Lorsque vous ne m’aimerez plus, je ne pourrai plus rien y changer.

Cette histoire durera plus de quinze ans et c’est sous la plume d’Ingrid Chabbert que nous vivons leur passion entrecoupée de retour en France et de lettres qui ne cessent de dire le manque de l’autre. Mais l’on sait combien Simone de Beauvoir – malgré son désir et son affection pour Nelson Algren – reste l’artiste du quartier latin, la parisienne éprise de Sartre et l’intellectuelle qui porte en elle l’essai Le Deuxième Sexe. Cette vie là n’est pas nécessairement compatible avec une vie américaine passionnée et la distance installe parfois des tensions et des lassitudes qui minent les amants de chaque côté de l’Atlantique.

Ne faites jamais attendre l’écriture qui vous presse, Simone ! Ne la remettez pas à demain, il pourrait être trop tard !

En lisant quelques lettres de Simone de Beauvoir à Nelson Algren, nous la découvrons plus fragile, sensible et amoureuse. Au fil de ses pages, nous entrevoyons les épisodes d’une histoire d’amour qui n’est pas aussi romantique et idyllique qu’elle n’y paraît. Comment concilier l’eau et le feu ? Comment faire pour vivre un amour qui laisse planer l’ombre puissante d’un Sartre, le poids insolent des choix de vie peu conventionnels et les envies d’une vie plus rangée qui se heurte au réel et aux discordances?

Qu’ils sont loin nos au revoir difficiles… … Si loin que je me demande s’ils ont réellement existé.

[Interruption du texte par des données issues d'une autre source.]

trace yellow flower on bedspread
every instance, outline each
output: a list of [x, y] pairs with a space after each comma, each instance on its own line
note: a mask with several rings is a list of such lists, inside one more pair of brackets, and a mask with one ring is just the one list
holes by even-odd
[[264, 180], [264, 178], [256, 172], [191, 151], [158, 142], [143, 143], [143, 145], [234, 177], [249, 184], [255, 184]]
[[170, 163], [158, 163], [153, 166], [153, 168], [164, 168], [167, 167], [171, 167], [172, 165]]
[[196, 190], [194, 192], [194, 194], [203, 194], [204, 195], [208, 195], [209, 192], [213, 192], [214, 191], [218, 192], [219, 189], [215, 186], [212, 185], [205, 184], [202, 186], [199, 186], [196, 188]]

Si le prisme de la relation amoureuse est au cœur de ces planches, on effleure aussi tout ce que chacun apporte à l’autre pour son épanouissement littéraire. Entre tâtonnements, soutien et admiration, tous les matins ne sont pas si doux entre De Beauvoir et Algren. C’est ce tourbillon un peu fou – et un peu flou – qui nous est conté. Et comme toute histoire faite de tempêtes, il faut savoir accepter les heures qui sonnent les départs, maudire les soirs d’ivresse qui séparent plus qu’ils ne rapprochent, envisager les nécessaires retours qui viennent écorcher l’illusion de totale liberté.

 

Toutes les chroniques pour la BD de la semaine sont à retrouver chez Fanny.

Les Matins doux – Simone de Beauvoir et Nelson Algren
Ingrid Chabbert (scénario) Anne-Perrine Couët (dessin) Alessandra Alexakis (couleurs)
Éditions Steinkis – Collection Dyade
 22 € / 128 pages /
2023
Dire l’amour / 9e Art / Sacrées femmes/ Mars au féminin/ Merci Simone !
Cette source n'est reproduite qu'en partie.